つまりCEOという同じ役職ではあるが、彼が求められているのはクックの役割ではなく、ジョブズ・アイブ・リッチオという、アップル黄金期のものづくり哲学の継承とも受け取れる。
ターナスが持つ専門性の核となる要素は、ハードウェアを“ハードウェアとして成立させる”力だ。シリコンの発熱、バッテリーの容量、筐体の剛性、センサーの精度、ディスプレイの応答速度──物理的な制約をプロダクトの魅力へ変換する能力と言い換えることもできる。
これは表計算の上で語られる経営判断ではなく、プロトタイプを手に取って「これは違う、やり直す」と言えるタイプの経営者といっていい。
ジョブズが優れた製品を構想する人、クックが組織を整える人と捉えるなら、ターナスは製品をより良い形で実装する人──三者は異なる才能だが、いまアップルが必要としているのはターナスのタイプだろう。生成AIの競争軸が、クラウドからハードウェアに戻りつつあるからである。
スルージCHOが目指す“ハードウェアの実現力”の最大化
しかし筆者はターナスのCEO就任以上に、スルージの最高ハードウェア責任者(CHO)就任が大きな意味を持つと考えている。

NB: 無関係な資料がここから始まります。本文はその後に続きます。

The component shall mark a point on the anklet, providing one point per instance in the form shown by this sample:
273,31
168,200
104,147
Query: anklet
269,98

むしろ、アップルの新しい経営戦略の本質はここに凝縮されているとまで思うほどだ。
スルージは2008年に入社以来、Aシリーズ、Mシリーズといった独自プロセッサ群を率い、いまやアップル最大の競争優位の源泉を築いた。2019年にはインテルから次期CEOオファーを受けたが、最終的にゲルシンガーが選ばれスルージはアップルに残った。彼を引き留めたことが、アップルの今日を作っていると言っても言い過ぎではない。
新設のCHOポジションは、半導体・ディスプレイ・光学・電源管理・センサー・無線通信といった要素技術と、筐体設計・機構設計・組立といった製品統合の二領域を、一人の責任者下に統合するものだ。